Wendy Marczak, president of the Bloomington Federation of Teachers, said federal agents are “terrorizing families” in her schools.

“We train for school shootings. We do not train for our own federal government to terrorize children. Ask yourself, would you want your child going through this? An entire student body is being traumatized by witnessing ICE activity around their schools. When ICE operates near schools, those schools feel under threat, and that is unacceptable,” Marczak said. “In Minnesota we value education, yet right now, the federal government is scaring students, families and school staff. That makes one thing painfully clear: our children’s safety and education are not being treated as priorities.”

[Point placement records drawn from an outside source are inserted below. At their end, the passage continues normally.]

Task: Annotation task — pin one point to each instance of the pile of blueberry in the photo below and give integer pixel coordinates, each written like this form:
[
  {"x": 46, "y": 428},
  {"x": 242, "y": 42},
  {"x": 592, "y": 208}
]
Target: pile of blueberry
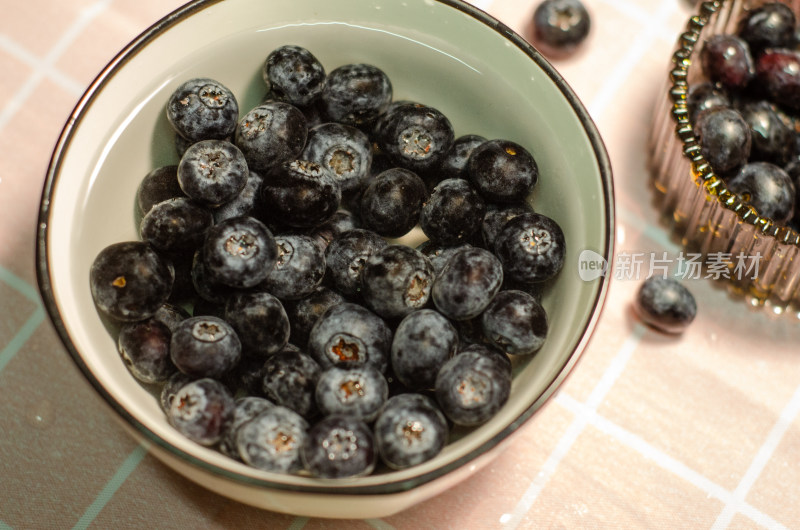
[
  {"x": 746, "y": 113},
  {"x": 269, "y": 302}
]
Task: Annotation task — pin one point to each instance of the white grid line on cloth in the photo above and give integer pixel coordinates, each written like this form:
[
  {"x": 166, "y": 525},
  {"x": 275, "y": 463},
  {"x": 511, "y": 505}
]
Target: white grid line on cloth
[
  {"x": 763, "y": 456},
  {"x": 640, "y": 45},
  {"x": 653, "y": 232},
  {"x": 663, "y": 460},
  {"x": 645, "y": 17},
  {"x": 575, "y": 428},
  {"x": 19, "y": 52},
  {"x": 41, "y": 70}
]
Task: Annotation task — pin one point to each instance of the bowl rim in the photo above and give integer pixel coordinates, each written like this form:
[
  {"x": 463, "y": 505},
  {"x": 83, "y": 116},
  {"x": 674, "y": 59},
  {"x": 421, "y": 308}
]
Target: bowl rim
[
  {"x": 323, "y": 486},
  {"x": 701, "y": 171}
]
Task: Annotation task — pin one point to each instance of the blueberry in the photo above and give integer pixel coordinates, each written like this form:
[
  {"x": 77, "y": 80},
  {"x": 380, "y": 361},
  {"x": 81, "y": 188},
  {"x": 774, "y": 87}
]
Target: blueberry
[
  {"x": 305, "y": 312},
  {"x": 397, "y": 280},
  {"x": 244, "y": 409},
  {"x": 415, "y": 137},
  {"x": 295, "y": 73},
  {"x": 203, "y": 109},
  {"x": 486, "y": 350},
  {"x": 472, "y": 386},
  {"x": 772, "y": 140},
  {"x": 454, "y": 162},
  {"x": 438, "y": 254},
  {"x": 453, "y": 212},
  {"x": 201, "y": 410},
  {"x": 423, "y": 341},
  {"x": 170, "y": 389},
  {"x": 157, "y": 186},
  {"x": 771, "y": 25},
  {"x": 299, "y": 269},
  {"x": 725, "y": 138},
  {"x": 130, "y": 280},
  {"x": 171, "y": 315},
  {"x": 339, "y": 446},
  {"x": 259, "y": 320},
  {"x": 273, "y": 440},
  {"x": 350, "y": 335},
  {"x": 345, "y": 152},
  {"x": 342, "y": 221},
  {"x": 301, "y": 194},
  {"x": 205, "y": 347},
  {"x": 778, "y": 74},
  {"x": 358, "y": 391},
  {"x": 247, "y": 202},
  {"x": 144, "y": 347},
  {"x": 665, "y": 304},
  {"x": 502, "y": 171},
  {"x": 356, "y": 94},
  {"x": 515, "y": 323},
  {"x": 531, "y": 247},
  {"x": 392, "y": 202},
  {"x": 208, "y": 288},
  {"x": 726, "y": 60},
  {"x": 704, "y": 95},
  {"x": 270, "y": 134},
  {"x": 182, "y": 144},
  {"x": 410, "y": 430},
  {"x": 496, "y": 218},
  {"x": 766, "y": 187},
  {"x": 176, "y": 225},
  {"x": 560, "y": 26},
  {"x": 468, "y": 282},
  {"x": 346, "y": 256},
  {"x": 245, "y": 379},
  {"x": 212, "y": 172},
  {"x": 239, "y": 252},
  {"x": 290, "y": 379}
]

Educators and families with Minneapolis Public Schools are also expected to hold a press conference Friday at 10 a.m.

Minneapolis city and state leaders will be holding a press conference Friday at 9 a.m. to call on President Trump’s FBI to allow the Minnesota Bureau of Criminal Apprehension to coordinate in the investigation of Renee Good’s killing.

Minneapolis city crews began dismantling the makeshift barriers near Renee Good’s memorial off Portland Avenue and East 34th Street on Friday around 4 a.m.

Several police squad vehicles, officers and SWAT team members are also at the scene.

The city says they want people to hold space for Good’s memorial, but blocking a public street is a public safety hazard.

Fire officials also say it’s important to remove the barriers so their crews could get through, especially with snow banks on each side of the street.

The city says the actual memorial, along with flowers, candles and notes, will not be touched.

Friday morning, crews are gathered outside the Whipple Federal Building in Minneapolis, the command center of federal agents in the state that was the site of a tense protest on Thursday.  

WCCO sees crews setting up concrete barriers near the building, which comes as other crews are dismantling barriers set up by community members around the memorial for Renee Good, the woman killed by ICE officer Jonathon Ross on Wednesday morning.